Los Alamos Chess
Chess variant design & rules
- Los Alamos chess removes bishops entirely and forbids promotion to bishops to avoid implementing extra piece logic on a highly constrained machine.
- Retaining knights is defended: they generate fewer moves on average than bishops, especially on a small board, reducing branching factor while preserving interesting tactics.
- Queens stay in; in one historical game the human played without a queen to handicap in favor of the computer.
- Smaller boards and reduced pieces are seen as making games faster, easier to pick up, and still strategically rich.
Computational limits & solving complexity
- Thread debate on whether the variant could be “solved”:
- Full tablebases beyond 7 pieces in normal chess are already enormous; extending that logic suggests 24-piece Los Alamos chess is still intractable for complete tablebases.
- Others note that “weak solving” (proving the game-theoretic value from the starting position) is more feasible, citing a 5×5 mini-chess that has been weakly solved without tablebases.

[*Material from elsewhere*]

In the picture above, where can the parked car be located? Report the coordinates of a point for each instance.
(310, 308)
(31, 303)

- Branching factor, board size, and reduced rules (no castling, en passant, double pawn push) significantly cut search space, but not enough for full perfect-play databases.
Historical computing & naming
- MANIAC’s 20-minute move times prompt reflection on how hard early coding and debugging were (e.g., tracing programs via card layouts on the floor).
- A long technical correction distinguishes slow relay machines from much faster vacuum-tube computers, arguing:
- Tube-based machines already did tens of thousands of operations per second.
- Core memory latency, not tube speed, was often the bottleneck.
- Architectural advances and miniaturization, more than raw transistor speed, drove the jump from kiloflops to today’s tera/petaflops.
- Nostalgic discussion of old machine names (MANIAC, Colossus, etc.) versus modern “corporate” names.
Other games and variants
- Multiple recommendations for short, chess-adjacent modern games, especially Onitama (5×5, move cards), plus mentions of Hive and Santorini.
- Link to an online Los Alamos chess implementation; noted bug where pawns incorrectly promote to queens.
Sudoku-variant naming analogy
- Lively side debate compares “sudoku variants” with chess variants:
- Some dislike puzzles marketed as standard sudoku that rely on extra, sometimes arbitrary rules optimized for spectacle or computer search.
- Others argue variants are legitimate extensions, analogous to chess families; they explore new constraint interactions and can still feel like “the same” logical game.
- Disagreement over naming: whether such puzzles should still be called sudoku or something entirely different.
Miscellaneous observations
- Clarifications that Los Alamos chess was not literally the first time a machine beat a human in a chess-like setting; earlier special-purpose automata existed.
- Casual players often don’t know en passant; it’s a frequent source of confusion and online memes.
- Several commenters jokingly expected a nuclear-themed ruleset from the name and sketch out hypothetical “atomic” mechanics involving piece decay or pawn “launches.”